SamsungSAILMontreal / ghn3

Code for "Can We Scale Transformers to Predict Parameters of Diverse ImageNet Models?" [ICML 2023]
https://arxiv.org/abs/2303.04143
MIT License
29 stars 3 forks source link

Need additional detail regarding few-shot learning experiment #2

Closed sorobedio closed 2 months ago

sorobedio commented 2 months ago

Can you explain the few-shot setting whose result are reported in Table 7. Transfer learning from ImageNet to few-shot CIFAR-10 and CIFAR-100 with 1000 training labels with 3 networks: ResNet50 (R-50), ConvNext-B (C-B) and Swin-T (S-T)

How many shots in the training set as well as in the test set or query set.

bknyaz commented 2 months ago

CIFAR-100 has 100 classes, so with 1000 training labels we have 10 shots. We didn't modify the test set, i.e. it's 10k for CIFAR-10 and CIFAR-100.

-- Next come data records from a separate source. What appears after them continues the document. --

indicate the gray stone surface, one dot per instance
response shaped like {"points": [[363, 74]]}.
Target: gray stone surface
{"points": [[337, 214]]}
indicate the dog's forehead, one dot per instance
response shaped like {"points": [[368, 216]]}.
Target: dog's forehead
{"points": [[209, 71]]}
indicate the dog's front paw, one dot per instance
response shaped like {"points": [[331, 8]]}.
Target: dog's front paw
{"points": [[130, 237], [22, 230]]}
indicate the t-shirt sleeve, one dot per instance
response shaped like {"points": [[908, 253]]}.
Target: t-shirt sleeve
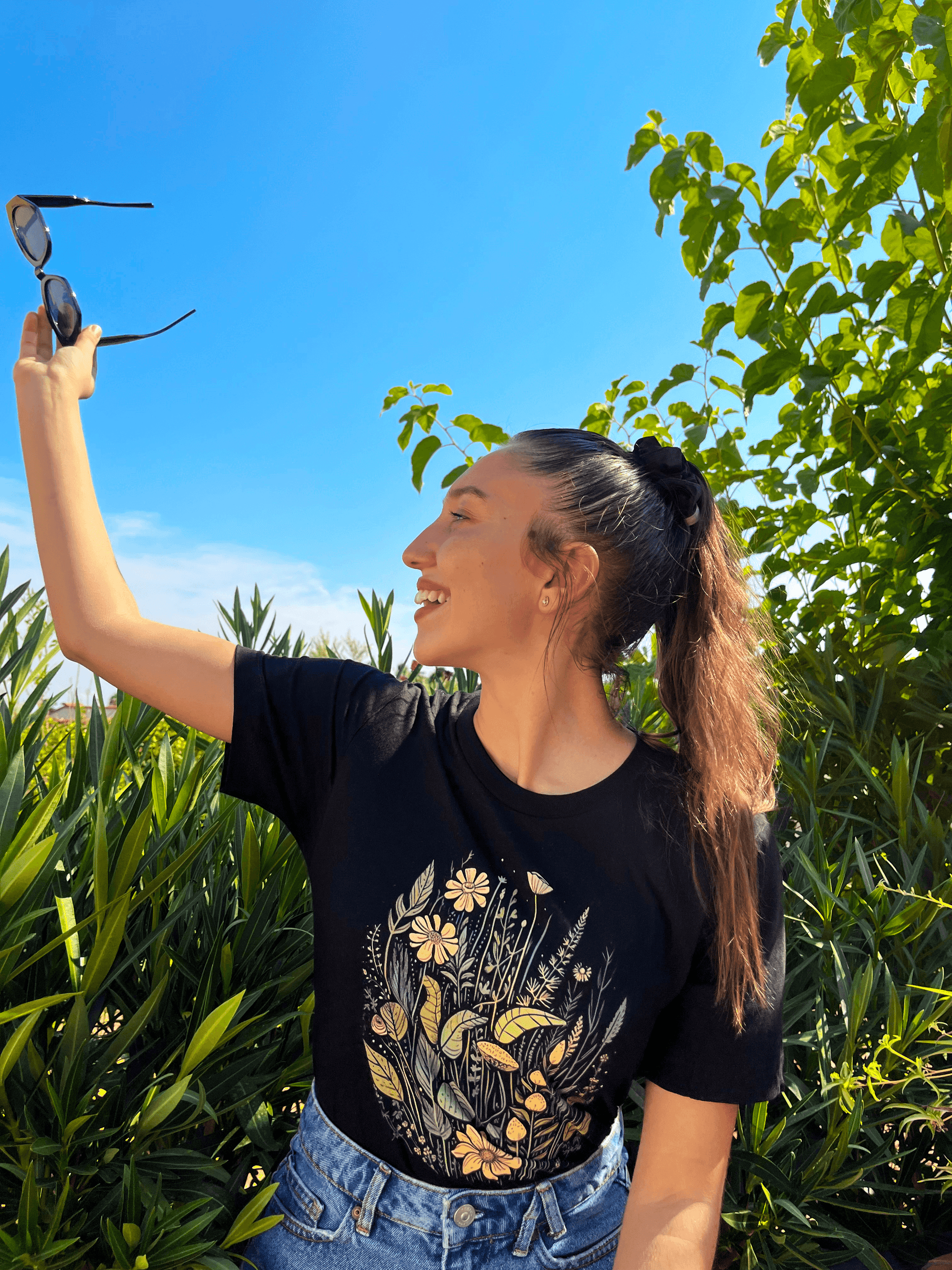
{"points": [[693, 1048], [294, 719]]}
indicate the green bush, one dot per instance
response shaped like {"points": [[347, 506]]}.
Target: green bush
{"points": [[155, 961], [851, 1158]]}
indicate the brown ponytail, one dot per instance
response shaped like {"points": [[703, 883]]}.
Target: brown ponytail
{"points": [[714, 675], [715, 685]]}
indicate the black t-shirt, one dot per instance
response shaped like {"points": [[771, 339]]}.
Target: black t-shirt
{"points": [[493, 967]]}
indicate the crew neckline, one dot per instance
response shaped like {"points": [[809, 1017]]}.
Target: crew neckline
{"points": [[530, 802]]}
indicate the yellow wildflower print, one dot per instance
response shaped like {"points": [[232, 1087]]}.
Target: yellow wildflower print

We used the code from our previous paper to run these fine-tuning experiments (https://github.com/facebookresearch/ppuda/blob/main/experiments/sgd/train_net.py), so we pass --n_shots 10 for CIFAR-100 experiments. The hyperparameters are based on our another paper Pretraining a Neural Network before Knowing Its Architecture (https://arxiv.org/abs/2207.10049), see Table 2 there. For CIFAR-100 the best hyperparameters are generally similar. We used --beta 3e-5 to add some noise to predicted parameters before their fine-tuning, but we didn't use orthogonal re-initialization (i.e. we use --init rand).

Let me know if there are further questions.